Expected Points (xPts): A Better Way to Read the League Table

Understand expected points: how xPts is calculated, why it predicts league position better than actual points, and applying xPts for betting.

SportSignals Analytics Team6 min readbeginnerArticle 3 of 25
In this article (9 sections)
Key Takeaways
  • Expected Points (xPts) shows what league position a team should have based on their underlying performance.
  • Teams overperforming xPts are likely to regress.
  • Teams underperforming xPts are likely to improve.
  • This creates betting opportunities, particularly in relegation battles and promotion races.

A league table shows who won. Expected Points (xPts) shows who deserved to win. The difference between these two is where betting value hides.

Expected Points is calculated by converting each team's xG and xGA from each match into a probability of winning, drawing, or losing. Sum these probabilities across a season (multiplying by three for wins, one for draws) and you get xPts: the points a team should have based on their underlying performance.

How xPts Is Calculated

The basic formula:

  1. For each match: Calculate probability of win, draw, loss based on xG for both teams (using Poisson or similar)
  2. Assign points: Win = 3 points, draw = 1 point, loss = 0 points
  3. Sum across season: Total these expected points

Example: A team plays 38 matches.
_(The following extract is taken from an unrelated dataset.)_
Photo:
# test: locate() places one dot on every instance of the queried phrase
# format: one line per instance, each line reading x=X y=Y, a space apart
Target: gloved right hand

Their xG and xGA data suggests they should win 15 matches (45 points), draw 8 matches (8 points), and lose 15 matches (0 points). Their xPts is 53 points.

If they actually have 48 points, they've underperformed their underlying quality by 5 points.

What xPts Tells You

xPts answers the question: Based on how a team has played, what points should they have accumulated?

If a team's actual points match xPts, their results align with their performance. If they're above, they've been lucky (overperforming). If they're below, they've been unlucky.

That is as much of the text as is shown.